Su mecanismo de acción no es bien conocido; puede consistir en la combinación e interacción con el ADN, inhibiendo la replicación del quinetoplasto del protozoo, o bien en la inhibición de la captación o la función de poliaminas, RNA polimerasa, ácidos nucleicos o la función ribosomal. La curiosa paradoja es que en tiempos de continuos avances, 60 años después siguen de actualidad.

Una curiosidad aparte la constituye elalopurinol Desde comienzos de la década de 1980 se conoce que el alopurinol, indicado en los enfermos de gota, el ribonucleósido de alopurinol y otros análogos de las purinas pueden inhibir el crecimiento de Leihsmanias spp y Tripanosona cruzy. En el parásito, el alopurinol se transforma en nucleótidos tóxicos, que bloquean la síntesis proteica y rompen el RNA.

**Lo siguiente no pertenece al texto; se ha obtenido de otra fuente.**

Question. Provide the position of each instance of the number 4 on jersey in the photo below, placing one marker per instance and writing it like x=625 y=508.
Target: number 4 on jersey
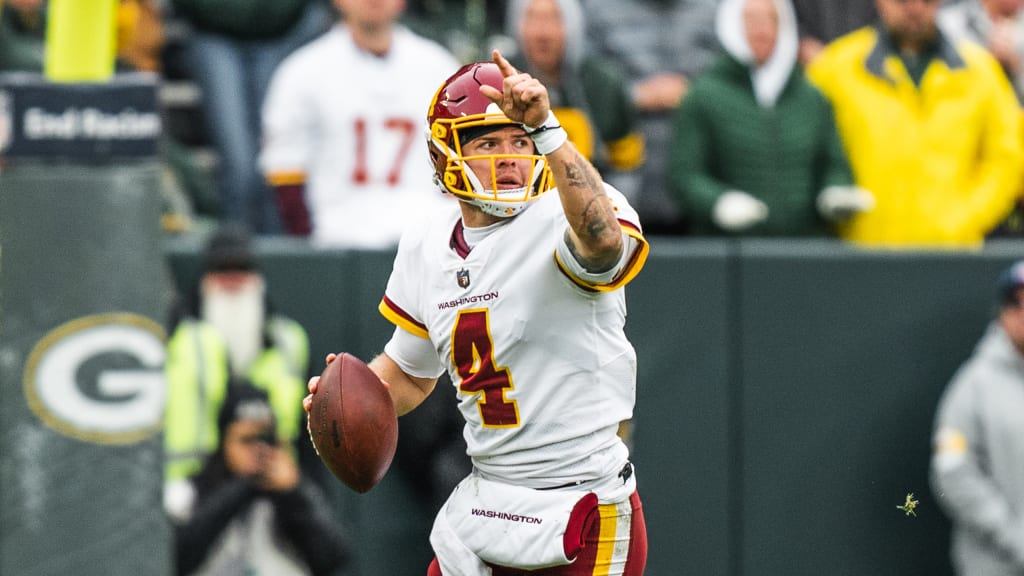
x=472 y=355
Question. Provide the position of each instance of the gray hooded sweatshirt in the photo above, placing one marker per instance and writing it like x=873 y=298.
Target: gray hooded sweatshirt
x=977 y=465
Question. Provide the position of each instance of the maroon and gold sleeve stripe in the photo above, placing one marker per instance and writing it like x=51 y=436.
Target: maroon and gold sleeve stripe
x=287 y=178
x=401 y=319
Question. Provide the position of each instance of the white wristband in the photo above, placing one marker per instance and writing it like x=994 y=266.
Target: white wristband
x=548 y=136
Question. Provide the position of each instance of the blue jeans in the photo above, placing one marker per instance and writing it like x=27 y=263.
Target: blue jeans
x=232 y=75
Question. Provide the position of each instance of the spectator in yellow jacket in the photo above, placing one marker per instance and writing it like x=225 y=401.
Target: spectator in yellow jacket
x=932 y=129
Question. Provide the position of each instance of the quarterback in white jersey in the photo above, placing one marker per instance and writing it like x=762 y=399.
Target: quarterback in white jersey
x=516 y=291
x=343 y=137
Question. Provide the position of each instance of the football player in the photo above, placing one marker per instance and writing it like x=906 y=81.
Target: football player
x=517 y=293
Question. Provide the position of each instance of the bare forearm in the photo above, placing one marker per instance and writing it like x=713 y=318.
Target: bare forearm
x=407 y=392
x=595 y=237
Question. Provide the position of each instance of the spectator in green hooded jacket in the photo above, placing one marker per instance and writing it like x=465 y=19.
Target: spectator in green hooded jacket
x=756 y=151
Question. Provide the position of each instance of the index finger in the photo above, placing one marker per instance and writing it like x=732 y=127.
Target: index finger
x=503 y=65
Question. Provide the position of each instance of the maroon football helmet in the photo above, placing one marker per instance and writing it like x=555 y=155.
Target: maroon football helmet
x=458 y=113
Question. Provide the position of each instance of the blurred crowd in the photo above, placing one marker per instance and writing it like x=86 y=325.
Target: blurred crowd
x=781 y=118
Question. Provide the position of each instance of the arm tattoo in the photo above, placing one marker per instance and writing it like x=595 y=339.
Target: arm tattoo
x=593 y=222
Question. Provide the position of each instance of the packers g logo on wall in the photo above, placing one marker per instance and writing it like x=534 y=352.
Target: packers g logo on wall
x=99 y=378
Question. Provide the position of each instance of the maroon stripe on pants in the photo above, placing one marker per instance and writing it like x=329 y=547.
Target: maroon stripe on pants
x=584 y=566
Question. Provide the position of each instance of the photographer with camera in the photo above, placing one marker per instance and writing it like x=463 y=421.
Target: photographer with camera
x=249 y=510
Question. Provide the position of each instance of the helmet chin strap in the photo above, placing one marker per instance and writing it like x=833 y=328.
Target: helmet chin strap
x=504 y=208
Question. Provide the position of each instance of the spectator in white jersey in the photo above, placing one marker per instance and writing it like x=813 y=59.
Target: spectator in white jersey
x=342 y=142
x=516 y=291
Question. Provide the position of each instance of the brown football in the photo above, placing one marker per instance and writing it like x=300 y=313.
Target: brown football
x=352 y=423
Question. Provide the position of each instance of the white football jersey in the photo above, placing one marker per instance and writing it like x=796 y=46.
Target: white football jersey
x=542 y=369
x=351 y=126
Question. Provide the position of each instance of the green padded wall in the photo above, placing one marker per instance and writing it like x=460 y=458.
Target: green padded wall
x=83 y=288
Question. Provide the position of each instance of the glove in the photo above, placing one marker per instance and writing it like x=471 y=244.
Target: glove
x=839 y=203
x=736 y=210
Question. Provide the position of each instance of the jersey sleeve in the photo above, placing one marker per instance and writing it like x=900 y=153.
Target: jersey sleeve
x=288 y=126
x=400 y=303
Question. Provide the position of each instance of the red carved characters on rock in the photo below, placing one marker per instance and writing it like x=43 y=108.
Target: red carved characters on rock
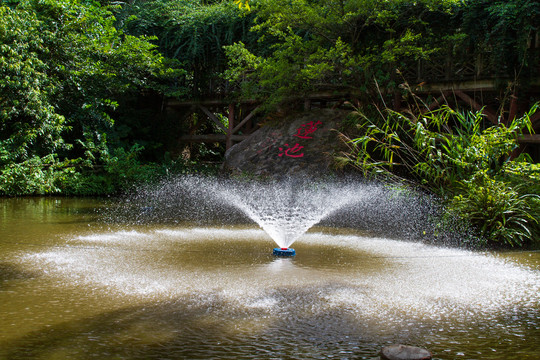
x=303 y=132
x=291 y=151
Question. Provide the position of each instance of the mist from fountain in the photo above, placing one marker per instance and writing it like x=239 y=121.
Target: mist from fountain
x=287 y=209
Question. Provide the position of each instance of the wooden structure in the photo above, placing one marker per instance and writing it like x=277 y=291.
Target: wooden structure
x=469 y=81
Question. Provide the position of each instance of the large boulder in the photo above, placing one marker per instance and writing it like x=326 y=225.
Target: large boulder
x=296 y=145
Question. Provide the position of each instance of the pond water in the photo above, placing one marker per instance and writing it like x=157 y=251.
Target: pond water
x=74 y=287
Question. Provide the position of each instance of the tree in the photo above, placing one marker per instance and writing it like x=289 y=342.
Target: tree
x=64 y=66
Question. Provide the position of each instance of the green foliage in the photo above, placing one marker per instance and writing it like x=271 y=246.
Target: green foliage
x=191 y=32
x=497 y=210
x=502 y=30
x=324 y=45
x=455 y=156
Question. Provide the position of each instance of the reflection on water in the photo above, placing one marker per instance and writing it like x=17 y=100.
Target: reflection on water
x=73 y=288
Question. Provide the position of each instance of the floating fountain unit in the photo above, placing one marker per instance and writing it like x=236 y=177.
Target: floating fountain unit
x=284 y=252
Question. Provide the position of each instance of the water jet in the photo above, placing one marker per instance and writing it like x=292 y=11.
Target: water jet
x=284 y=252
x=193 y=279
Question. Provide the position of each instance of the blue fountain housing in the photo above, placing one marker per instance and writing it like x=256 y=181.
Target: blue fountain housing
x=284 y=252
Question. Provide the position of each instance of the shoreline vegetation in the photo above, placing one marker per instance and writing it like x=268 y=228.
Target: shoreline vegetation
x=84 y=82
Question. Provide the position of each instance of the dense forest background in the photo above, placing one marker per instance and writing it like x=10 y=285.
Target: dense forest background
x=83 y=86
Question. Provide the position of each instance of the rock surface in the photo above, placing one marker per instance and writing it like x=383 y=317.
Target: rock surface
x=299 y=144
x=404 y=352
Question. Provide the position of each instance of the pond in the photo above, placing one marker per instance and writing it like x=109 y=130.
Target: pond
x=75 y=287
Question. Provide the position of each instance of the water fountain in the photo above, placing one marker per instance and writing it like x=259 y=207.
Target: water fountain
x=287 y=209
x=182 y=270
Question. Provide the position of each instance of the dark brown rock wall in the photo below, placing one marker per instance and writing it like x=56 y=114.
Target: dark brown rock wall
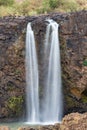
x=73 y=45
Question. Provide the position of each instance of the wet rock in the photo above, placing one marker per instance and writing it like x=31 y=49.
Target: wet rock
x=73 y=46
x=4 y=128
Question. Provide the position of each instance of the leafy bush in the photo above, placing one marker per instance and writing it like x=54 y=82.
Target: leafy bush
x=6 y=2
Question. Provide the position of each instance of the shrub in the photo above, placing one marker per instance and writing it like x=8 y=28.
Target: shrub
x=6 y=2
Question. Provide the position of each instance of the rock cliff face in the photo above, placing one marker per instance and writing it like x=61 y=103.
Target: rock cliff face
x=73 y=45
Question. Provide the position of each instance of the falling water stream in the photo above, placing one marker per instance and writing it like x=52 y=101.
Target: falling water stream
x=32 y=92
x=52 y=98
x=52 y=94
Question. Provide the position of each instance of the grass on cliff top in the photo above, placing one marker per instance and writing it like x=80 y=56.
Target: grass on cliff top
x=34 y=7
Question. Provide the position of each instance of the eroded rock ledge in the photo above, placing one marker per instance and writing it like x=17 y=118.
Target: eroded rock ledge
x=73 y=45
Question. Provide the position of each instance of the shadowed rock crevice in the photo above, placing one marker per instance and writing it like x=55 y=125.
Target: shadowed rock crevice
x=73 y=46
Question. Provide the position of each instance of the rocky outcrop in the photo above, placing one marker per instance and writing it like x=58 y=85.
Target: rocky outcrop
x=73 y=121
x=4 y=128
x=73 y=45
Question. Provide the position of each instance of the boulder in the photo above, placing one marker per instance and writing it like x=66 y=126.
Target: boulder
x=4 y=128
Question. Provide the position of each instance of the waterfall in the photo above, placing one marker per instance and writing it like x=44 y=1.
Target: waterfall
x=32 y=92
x=51 y=108
x=52 y=100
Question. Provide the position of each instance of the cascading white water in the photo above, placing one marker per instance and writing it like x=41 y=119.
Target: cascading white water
x=51 y=105
x=52 y=100
x=32 y=92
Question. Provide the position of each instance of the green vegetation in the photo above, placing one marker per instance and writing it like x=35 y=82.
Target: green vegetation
x=28 y=7
x=14 y=105
x=6 y=2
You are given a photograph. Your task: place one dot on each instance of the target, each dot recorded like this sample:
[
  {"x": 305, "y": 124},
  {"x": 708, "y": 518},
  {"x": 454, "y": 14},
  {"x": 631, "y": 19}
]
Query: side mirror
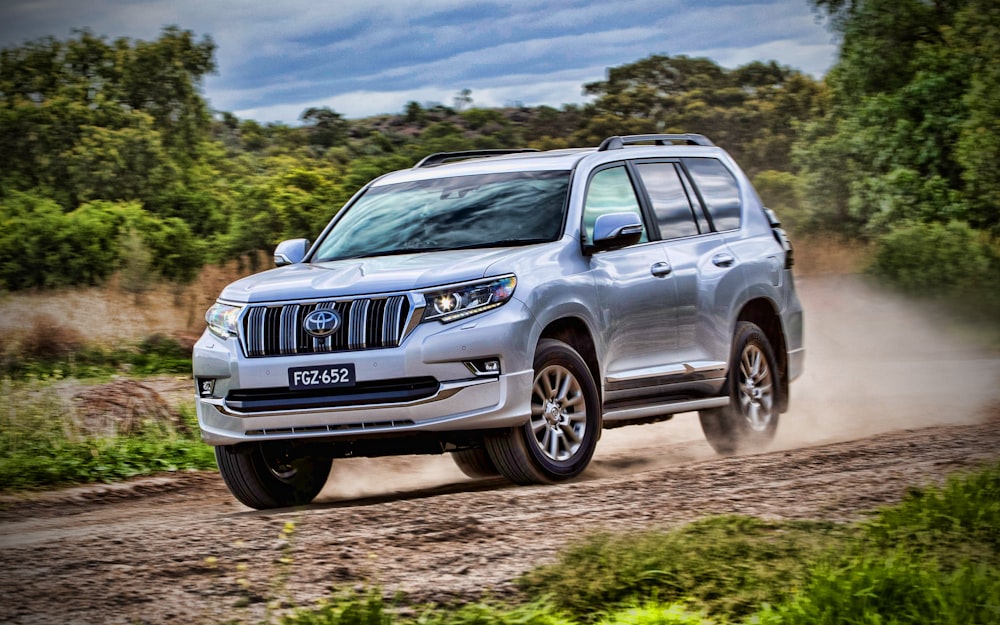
[
  {"x": 290, "y": 252},
  {"x": 615, "y": 230}
]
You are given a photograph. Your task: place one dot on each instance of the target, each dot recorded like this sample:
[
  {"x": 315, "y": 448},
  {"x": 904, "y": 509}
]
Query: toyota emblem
[{"x": 321, "y": 323}]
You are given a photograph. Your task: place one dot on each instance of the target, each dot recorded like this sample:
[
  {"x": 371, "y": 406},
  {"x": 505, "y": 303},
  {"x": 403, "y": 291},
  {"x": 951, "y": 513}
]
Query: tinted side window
[
  {"x": 610, "y": 191},
  {"x": 670, "y": 200},
  {"x": 719, "y": 190}
]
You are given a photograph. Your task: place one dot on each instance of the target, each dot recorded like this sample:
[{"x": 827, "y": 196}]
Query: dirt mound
[{"x": 122, "y": 407}]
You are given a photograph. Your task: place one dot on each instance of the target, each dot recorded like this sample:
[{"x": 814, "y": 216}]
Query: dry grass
[
  {"x": 109, "y": 314},
  {"x": 817, "y": 255}
]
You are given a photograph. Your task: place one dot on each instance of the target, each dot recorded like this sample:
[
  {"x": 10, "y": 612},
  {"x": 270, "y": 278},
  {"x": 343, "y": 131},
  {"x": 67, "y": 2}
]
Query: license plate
[{"x": 322, "y": 376}]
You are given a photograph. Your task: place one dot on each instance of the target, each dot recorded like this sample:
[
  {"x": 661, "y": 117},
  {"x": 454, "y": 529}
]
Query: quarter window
[
  {"x": 718, "y": 189},
  {"x": 610, "y": 191},
  {"x": 669, "y": 199}
]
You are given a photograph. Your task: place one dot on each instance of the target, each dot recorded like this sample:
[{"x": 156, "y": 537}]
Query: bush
[
  {"x": 729, "y": 564},
  {"x": 939, "y": 260}
]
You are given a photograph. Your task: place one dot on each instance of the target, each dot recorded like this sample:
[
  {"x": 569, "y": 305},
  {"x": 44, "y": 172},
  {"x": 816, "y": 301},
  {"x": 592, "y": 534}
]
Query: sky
[{"x": 277, "y": 58}]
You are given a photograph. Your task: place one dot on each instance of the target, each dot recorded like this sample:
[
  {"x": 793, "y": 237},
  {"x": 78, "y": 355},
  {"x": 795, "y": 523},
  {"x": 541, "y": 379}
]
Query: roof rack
[
  {"x": 445, "y": 157},
  {"x": 617, "y": 143}
]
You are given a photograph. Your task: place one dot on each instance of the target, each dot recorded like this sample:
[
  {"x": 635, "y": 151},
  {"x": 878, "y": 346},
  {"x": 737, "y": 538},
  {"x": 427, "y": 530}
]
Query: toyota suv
[{"x": 505, "y": 306}]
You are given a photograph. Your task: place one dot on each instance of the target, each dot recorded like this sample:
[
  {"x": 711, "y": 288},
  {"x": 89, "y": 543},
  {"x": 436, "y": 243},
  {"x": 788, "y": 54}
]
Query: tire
[
  {"x": 749, "y": 422},
  {"x": 269, "y": 476},
  {"x": 558, "y": 441},
  {"x": 475, "y": 462}
]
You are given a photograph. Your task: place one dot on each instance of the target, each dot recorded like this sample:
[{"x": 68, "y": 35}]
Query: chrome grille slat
[
  {"x": 358, "y": 325},
  {"x": 366, "y": 323},
  {"x": 288, "y": 338},
  {"x": 392, "y": 320}
]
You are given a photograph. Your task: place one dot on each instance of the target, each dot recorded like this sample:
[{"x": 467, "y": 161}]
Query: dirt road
[{"x": 887, "y": 401}]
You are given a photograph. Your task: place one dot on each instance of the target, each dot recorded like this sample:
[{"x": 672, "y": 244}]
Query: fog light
[
  {"x": 484, "y": 366},
  {"x": 206, "y": 387}
]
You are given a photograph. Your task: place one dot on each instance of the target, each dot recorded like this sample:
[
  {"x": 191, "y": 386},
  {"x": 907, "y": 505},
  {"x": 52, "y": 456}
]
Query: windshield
[{"x": 490, "y": 210}]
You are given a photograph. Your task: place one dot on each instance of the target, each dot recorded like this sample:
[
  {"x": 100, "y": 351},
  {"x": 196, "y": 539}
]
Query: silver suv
[{"x": 505, "y": 306}]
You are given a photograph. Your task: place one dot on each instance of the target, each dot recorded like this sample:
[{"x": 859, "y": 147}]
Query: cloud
[{"x": 276, "y": 59}]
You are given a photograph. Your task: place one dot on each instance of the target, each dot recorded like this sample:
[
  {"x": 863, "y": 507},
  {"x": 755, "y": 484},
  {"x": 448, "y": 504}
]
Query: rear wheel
[
  {"x": 271, "y": 476},
  {"x": 475, "y": 462},
  {"x": 749, "y": 422},
  {"x": 559, "y": 439}
]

La amebiasis también ha preocupado a los investigadores teniendo siempre de referencia a la emetina. Usada por los indios americanos y luego en Europa como vomitivo, extraída de la raíz de la ipecacuana fue identificada como un alcaloide a principios del XVIII por Pletier y Magendie y un siglo mas tarde (1912) Welder observó la acción in vitro sobre amebas incorporándolo rápidamente como fármaco específico.

En 1955 Palmer demostró su concentración hepática derivándose 2 aplicaciones inmediatas: indicación exclusiva de la amebiasis hepática, no intestinal y b) utilización de la emetina en Fasciola hepatica. A partir de 1948 (Goodwin) se soluciona el tratamiento de las amebiasis intestinales al demostrarse la actividad de las 8 hidroquinolinas (vioformo, yodoquinol, Yatren 105).

El mayor abastecedor de curiosidades y anécdotas han sido los fármacos antipalúdicos, especialmente la quina o chinchona ya citada en varios capítulos. Los mecanismos de acción, las resistencias, los planes de la OMS, los sucesivos fracasos de planes de erradicación y/o control, las políticas de precios etc. siguen surtiendo de noticias, no siempre agradables, al mundo científico.

Resulta también curioso el gran número de antibacterianos, que actúan sobe células procariotas, las bacterias, y también lo hacen sobre protozoos, células eucariotas (se revisan en otro capítulo) muy próximas en su complejidad a las células humanas, de donde se deduce que la toxicidad selectiva no es tan selectiva.